Workday and IBM today announced an expanded partnership to help customers navigate the coronavirus pandemic and associated return to work strategies, the two companies say.
The integrated solution leverages Workday Adaptive Planning, Workday Human Capital Management (HCM), and IBM Watson Works. The solution will help companies weigh decisions that involve when to return employees to the workplace. Moreover, the platform connects employer data to entry privileges, and aligns social distancing protocols with facilities management, the companies said.
Workday and IBM Partner to Accelerate Return to Work
As organizations begin to address how to safely bring employees back to the workplace, they must consider a myriad of factors, including health, local guidelines, governmental policies, employee sentiment, facility readiness, and supply and availability of personal protective equipment (PPE), according to the statement. Every organization’s situation and strategy is unique, and must be mapped to their specific facilities and workforce requirements, and balance workspace demand by location and site against the supply of reduced facility capacity.
The Workday and IBM solution includes dynamic data from multiple sources that address these complexities involved in continuous planning, according to the statement.

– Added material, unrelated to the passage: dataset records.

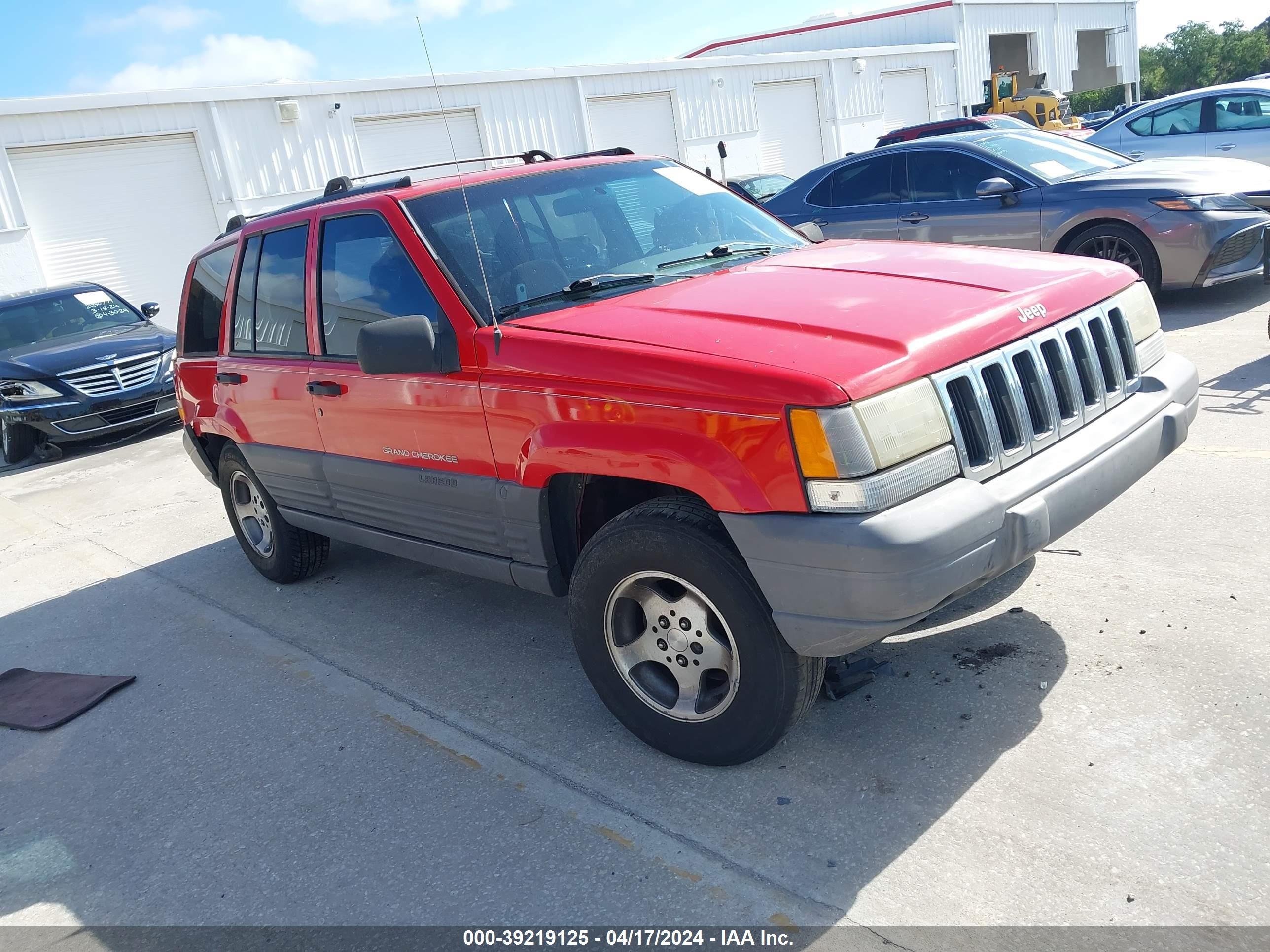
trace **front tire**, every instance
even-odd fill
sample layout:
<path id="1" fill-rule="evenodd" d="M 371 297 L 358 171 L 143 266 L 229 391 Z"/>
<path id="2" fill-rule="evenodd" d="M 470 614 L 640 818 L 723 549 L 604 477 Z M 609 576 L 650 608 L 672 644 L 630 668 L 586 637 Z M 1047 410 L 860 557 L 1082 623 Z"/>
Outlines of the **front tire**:
<path id="1" fill-rule="evenodd" d="M 330 539 L 298 529 L 278 513 L 243 453 L 232 443 L 221 451 L 217 467 L 221 498 L 234 534 L 248 561 L 269 581 L 300 581 L 321 567 L 330 553 Z"/>
<path id="2" fill-rule="evenodd" d="M 719 518 L 691 499 L 641 503 L 591 538 L 569 623 L 601 701 L 681 760 L 763 754 L 824 678 L 824 659 L 794 654 Z"/>
<path id="3" fill-rule="evenodd" d="M 1073 235 L 1063 251 L 1125 264 L 1138 273 L 1152 294 L 1160 293 L 1160 256 L 1147 236 L 1137 228 L 1115 222 L 1091 225 Z"/>
<path id="4" fill-rule="evenodd" d="M 0 418 L 0 452 L 6 463 L 20 463 L 36 448 L 36 428 Z"/>

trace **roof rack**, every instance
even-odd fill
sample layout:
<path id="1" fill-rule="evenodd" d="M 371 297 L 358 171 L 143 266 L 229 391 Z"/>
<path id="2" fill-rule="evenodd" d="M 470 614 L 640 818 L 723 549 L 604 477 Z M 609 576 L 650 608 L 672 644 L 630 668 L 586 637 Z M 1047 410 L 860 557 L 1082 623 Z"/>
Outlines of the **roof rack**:
<path id="1" fill-rule="evenodd" d="M 234 215 L 225 223 L 225 231 L 222 231 L 218 239 L 225 237 L 230 232 L 237 231 L 249 221 L 255 218 L 264 218 L 271 215 L 282 215 L 283 212 L 296 212 L 301 208 L 311 208 L 315 204 L 323 204 L 325 202 L 331 202 L 337 198 L 348 198 L 349 195 L 366 194 L 368 192 L 385 192 L 392 188 L 408 188 L 410 185 L 410 176 L 403 175 L 400 179 L 392 179 L 389 182 L 370 182 L 364 185 L 354 185 L 354 182 L 361 182 L 362 179 L 377 179 L 381 175 L 398 175 L 403 171 L 419 171 L 420 169 L 443 169 L 447 165 L 470 165 L 472 162 L 495 162 L 507 161 L 511 159 L 519 159 L 526 165 L 535 165 L 537 162 L 556 162 L 566 161 L 569 159 L 593 159 L 603 155 L 635 155 L 630 149 L 625 146 L 616 146 L 613 149 L 597 149 L 592 152 L 575 152 L 573 155 L 554 156 L 542 149 L 530 149 L 525 152 L 513 152 L 512 155 L 478 155 L 471 159 L 450 159 L 443 162 L 428 162 L 425 165 L 408 165 L 401 169 L 386 169 L 384 171 L 368 171 L 363 175 L 339 175 L 326 183 L 326 188 L 316 198 L 306 198 L 304 202 L 296 202 L 295 204 L 288 204 L 282 208 L 274 208 L 269 212 L 260 212 L 259 215 Z"/>

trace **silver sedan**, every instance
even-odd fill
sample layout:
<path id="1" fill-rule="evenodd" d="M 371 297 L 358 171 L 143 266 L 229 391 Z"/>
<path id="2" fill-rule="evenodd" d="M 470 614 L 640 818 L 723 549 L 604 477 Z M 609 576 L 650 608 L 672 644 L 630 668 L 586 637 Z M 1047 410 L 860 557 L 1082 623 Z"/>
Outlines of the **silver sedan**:
<path id="1" fill-rule="evenodd" d="M 1120 261 L 1153 289 L 1261 273 L 1270 168 L 1148 159 L 1062 136 L 987 129 L 822 165 L 765 204 L 829 239 L 1060 251 Z"/>

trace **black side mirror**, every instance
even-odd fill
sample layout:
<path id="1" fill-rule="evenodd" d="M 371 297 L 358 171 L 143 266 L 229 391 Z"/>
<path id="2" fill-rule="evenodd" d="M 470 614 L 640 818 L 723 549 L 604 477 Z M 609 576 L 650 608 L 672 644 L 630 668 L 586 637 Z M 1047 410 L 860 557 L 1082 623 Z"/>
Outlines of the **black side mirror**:
<path id="1" fill-rule="evenodd" d="M 363 373 L 439 373 L 437 335 L 422 316 L 386 317 L 357 333 L 357 366 Z"/>
<path id="2" fill-rule="evenodd" d="M 824 241 L 824 231 L 814 221 L 805 221 L 801 225 L 795 225 L 794 231 L 805 237 L 813 245 L 819 245 Z"/>
<path id="3" fill-rule="evenodd" d="M 1015 187 L 1006 179 L 984 179 L 974 187 L 974 194 L 979 198 L 999 198 L 1002 206 L 1015 204 Z"/>

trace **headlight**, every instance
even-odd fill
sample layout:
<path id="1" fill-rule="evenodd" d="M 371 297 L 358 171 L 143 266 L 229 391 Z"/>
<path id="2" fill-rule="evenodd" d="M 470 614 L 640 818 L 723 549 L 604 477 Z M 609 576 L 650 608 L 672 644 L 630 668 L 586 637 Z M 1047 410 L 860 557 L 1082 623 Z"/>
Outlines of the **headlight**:
<path id="1" fill-rule="evenodd" d="M 1176 198 L 1152 198 L 1152 204 L 1167 208 L 1170 212 L 1255 212 L 1257 207 L 1248 204 L 1238 195 L 1179 195 Z"/>
<path id="2" fill-rule="evenodd" d="M 952 434 L 935 385 L 925 377 L 846 406 L 791 410 L 790 430 L 812 506 L 822 512 L 881 509 L 958 472 L 928 452 L 951 443 Z M 913 462 L 898 466 L 907 459 Z M 878 475 L 853 479 L 870 473 Z"/>
<path id="3" fill-rule="evenodd" d="M 1129 324 L 1129 333 L 1133 334 L 1133 343 L 1140 344 L 1157 330 L 1160 330 L 1160 311 L 1156 310 L 1156 298 L 1151 296 L 1144 282 L 1134 282 L 1111 301 L 1107 307 L 1119 307 Z"/>
<path id="4" fill-rule="evenodd" d="M 47 400 L 48 397 L 62 396 L 47 383 L 33 380 L 5 380 L 0 381 L 0 397 L 10 402 L 24 400 Z"/>

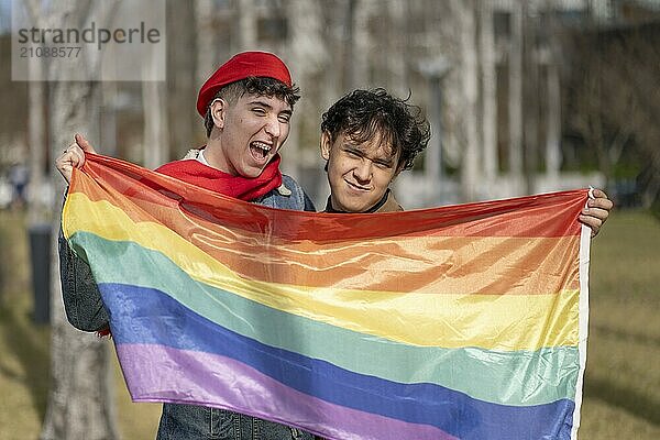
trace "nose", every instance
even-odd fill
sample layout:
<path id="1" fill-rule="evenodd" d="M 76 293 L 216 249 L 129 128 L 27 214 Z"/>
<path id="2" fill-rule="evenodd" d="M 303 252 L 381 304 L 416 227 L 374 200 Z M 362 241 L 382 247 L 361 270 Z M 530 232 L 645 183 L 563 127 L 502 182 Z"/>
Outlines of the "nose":
<path id="1" fill-rule="evenodd" d="M 264 129 L 266 133 L 273 138 L 279 138 L 282 134 L 282 128 L 279 127 L 279 120 L 277 118 L 268 118 Z"/>
<path id="2" fill-rule="evenodd" d="M 366 183 L 371 180 L 371 175 L 372 163 L 369 160 L 363 158 L 362 161 L 360 161 L 360 163 L 355 165 L 355 168 L 353 168 L 353 176 L 355 176 L 355 178 L 360 183 Z"/>

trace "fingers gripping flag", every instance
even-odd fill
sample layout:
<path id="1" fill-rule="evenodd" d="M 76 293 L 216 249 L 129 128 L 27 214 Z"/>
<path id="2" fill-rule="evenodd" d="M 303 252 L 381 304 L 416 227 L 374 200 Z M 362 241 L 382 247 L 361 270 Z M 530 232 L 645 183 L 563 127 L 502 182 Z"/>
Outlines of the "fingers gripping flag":
<path id="1" fill-rule="evenodd" d="M 135 402 L 337 440 L 574 439 L 586 197 L 316 215 L 88 155 L 63 230 Z"/>

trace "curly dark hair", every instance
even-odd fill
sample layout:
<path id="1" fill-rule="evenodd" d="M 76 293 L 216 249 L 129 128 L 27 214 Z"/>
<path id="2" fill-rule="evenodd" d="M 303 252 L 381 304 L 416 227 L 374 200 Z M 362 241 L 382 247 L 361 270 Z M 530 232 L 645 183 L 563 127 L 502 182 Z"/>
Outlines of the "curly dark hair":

Specifically, the solution can help customers:
- model site capacity and evaluate employee roles and eligibility for return to the workplace;
- model scenarios to plan the demand for workspace against supply, given reduced site capacity based on health and safety guidelines; and
- model prioritization of the return of workers based on job roles and eligibility, the companies said.
Mitigating COVID-19 Risk and Monitoring Trends
In addition, the new solution can assess community risk and workplace readiness by identifying COVID-19 trends for each business location as well as where workers live. This enables site leaders, HR leaders, and workforce and workplace planners to use data-driven insights to help make decisions and plans around facility re-openings.

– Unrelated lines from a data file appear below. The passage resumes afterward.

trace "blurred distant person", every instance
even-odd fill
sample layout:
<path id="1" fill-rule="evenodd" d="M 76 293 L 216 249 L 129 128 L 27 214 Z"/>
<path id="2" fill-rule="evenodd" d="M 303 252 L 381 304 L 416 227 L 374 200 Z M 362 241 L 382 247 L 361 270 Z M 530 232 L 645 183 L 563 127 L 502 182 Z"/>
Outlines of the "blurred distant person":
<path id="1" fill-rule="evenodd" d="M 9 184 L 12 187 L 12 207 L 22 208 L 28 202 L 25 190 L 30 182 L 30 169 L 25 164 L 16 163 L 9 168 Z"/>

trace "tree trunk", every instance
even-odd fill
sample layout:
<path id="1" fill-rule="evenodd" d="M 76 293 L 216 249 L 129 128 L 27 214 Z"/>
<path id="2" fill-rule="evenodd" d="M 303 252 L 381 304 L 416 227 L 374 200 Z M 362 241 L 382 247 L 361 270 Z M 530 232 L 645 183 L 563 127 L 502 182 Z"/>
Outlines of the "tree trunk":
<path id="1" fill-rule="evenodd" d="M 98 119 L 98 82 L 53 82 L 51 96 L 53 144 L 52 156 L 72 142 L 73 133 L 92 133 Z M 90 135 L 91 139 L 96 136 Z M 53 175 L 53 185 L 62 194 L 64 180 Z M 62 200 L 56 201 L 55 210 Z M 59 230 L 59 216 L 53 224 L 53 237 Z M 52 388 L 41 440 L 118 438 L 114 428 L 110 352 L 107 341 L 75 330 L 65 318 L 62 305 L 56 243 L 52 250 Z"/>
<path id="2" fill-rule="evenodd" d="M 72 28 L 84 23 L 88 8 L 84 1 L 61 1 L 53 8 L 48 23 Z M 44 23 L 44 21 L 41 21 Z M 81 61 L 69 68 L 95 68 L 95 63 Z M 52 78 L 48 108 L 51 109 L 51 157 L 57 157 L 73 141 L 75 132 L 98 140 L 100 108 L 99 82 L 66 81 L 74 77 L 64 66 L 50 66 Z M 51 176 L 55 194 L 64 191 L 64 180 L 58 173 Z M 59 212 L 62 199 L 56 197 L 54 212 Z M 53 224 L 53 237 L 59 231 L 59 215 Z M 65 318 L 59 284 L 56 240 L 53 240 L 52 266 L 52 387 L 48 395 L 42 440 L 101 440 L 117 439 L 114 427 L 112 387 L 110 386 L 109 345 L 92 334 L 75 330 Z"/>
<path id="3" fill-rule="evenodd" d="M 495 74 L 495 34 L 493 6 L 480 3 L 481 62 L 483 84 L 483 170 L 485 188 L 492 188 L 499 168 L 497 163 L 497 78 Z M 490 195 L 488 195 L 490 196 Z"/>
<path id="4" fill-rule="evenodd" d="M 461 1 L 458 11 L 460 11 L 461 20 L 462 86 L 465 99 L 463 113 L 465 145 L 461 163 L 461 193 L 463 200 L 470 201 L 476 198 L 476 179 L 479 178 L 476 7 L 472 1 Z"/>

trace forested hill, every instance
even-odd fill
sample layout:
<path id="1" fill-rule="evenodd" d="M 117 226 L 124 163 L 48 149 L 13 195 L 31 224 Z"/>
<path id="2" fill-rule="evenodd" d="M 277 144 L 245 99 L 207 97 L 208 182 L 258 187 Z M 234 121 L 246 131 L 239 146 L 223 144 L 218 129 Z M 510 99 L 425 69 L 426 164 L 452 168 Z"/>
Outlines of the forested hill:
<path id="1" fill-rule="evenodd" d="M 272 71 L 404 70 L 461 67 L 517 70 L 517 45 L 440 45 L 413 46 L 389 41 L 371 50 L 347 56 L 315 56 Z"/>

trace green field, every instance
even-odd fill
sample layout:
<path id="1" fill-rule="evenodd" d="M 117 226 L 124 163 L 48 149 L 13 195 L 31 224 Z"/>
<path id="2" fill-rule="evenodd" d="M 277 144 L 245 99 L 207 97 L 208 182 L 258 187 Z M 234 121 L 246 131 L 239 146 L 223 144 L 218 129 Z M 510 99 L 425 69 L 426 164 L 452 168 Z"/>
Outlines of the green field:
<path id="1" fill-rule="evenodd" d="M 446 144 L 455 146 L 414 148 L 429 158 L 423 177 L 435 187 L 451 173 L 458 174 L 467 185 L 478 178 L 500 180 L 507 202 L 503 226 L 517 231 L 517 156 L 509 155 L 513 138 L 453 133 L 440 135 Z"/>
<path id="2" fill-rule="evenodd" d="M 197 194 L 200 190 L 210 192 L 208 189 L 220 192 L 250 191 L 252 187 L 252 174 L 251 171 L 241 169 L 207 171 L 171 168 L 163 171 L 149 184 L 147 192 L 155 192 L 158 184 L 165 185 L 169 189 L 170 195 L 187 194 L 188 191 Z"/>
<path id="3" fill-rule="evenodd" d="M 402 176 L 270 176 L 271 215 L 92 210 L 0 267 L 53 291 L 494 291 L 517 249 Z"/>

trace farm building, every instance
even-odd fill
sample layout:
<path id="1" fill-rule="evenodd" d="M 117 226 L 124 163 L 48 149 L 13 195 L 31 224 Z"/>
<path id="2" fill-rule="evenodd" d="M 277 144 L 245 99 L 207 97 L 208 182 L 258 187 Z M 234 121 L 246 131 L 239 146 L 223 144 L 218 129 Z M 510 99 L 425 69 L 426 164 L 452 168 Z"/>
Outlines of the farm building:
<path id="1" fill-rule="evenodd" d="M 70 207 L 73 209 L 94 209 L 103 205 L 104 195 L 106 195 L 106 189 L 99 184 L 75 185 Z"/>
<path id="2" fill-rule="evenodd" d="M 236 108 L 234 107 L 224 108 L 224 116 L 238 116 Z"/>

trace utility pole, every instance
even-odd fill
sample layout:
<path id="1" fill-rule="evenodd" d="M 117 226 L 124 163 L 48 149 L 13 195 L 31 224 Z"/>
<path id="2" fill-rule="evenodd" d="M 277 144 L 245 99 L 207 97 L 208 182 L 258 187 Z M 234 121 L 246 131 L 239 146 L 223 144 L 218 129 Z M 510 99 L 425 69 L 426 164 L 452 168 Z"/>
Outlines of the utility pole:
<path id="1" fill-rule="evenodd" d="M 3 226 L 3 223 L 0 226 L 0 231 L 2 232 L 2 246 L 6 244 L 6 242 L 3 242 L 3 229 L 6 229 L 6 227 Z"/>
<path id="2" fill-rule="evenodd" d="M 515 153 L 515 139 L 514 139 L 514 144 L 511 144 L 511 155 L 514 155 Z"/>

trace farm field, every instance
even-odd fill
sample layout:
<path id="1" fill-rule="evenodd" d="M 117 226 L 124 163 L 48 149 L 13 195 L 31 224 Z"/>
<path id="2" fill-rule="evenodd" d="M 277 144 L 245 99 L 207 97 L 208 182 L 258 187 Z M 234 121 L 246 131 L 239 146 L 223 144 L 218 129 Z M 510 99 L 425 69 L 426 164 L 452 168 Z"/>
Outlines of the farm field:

The joint solution also can evaluate workforce sentiment by using data on workers' preferences, sentiments, and concerns, gleaned from survey data and their preferences for work location such as on site, work from home, or hybrid, and then model those scenarios, the companies said.
In a prepared statement about the partnership, Kshitij Dayal, general manager, planning products, Workday. said:
"Today's CHROs are now challenged with managing the complexities of integrating real-time site and worker data in a way they've never needed to before, moving workforce planning from strategic to mission critical nearly overnight. Combining the power of Workday—including Workday Adaptive Planning to create comprehensive plans and models—with IBM Watson Works can help accelerate customers' return to workplace planning with a sustainable solution to balance workforce and workplace supply and demand in the ever-changing world."
Added Kareem Yusuf, Ph.D, general manager, AI applications, IBM cloud and cognitive software:
"Keeping employees safe during the return-to-workplace process is of critical importance to business leaders across industries. By partnering with Workday on a joint solution, we're extending the capabilities delivered by Watson Works to help customers gain greater agility to respond to ever-changing working conditions and evolving business needs. Together we are helping organizations overcome the complexities involved in continuous planning to ultimately improve workplace readiness."
Workday and IBM have a longstanding business relationship, and IBM ranks among the world's Top 10 Workday deployment and IT consulting partners, ChannelE2E reported in 2019.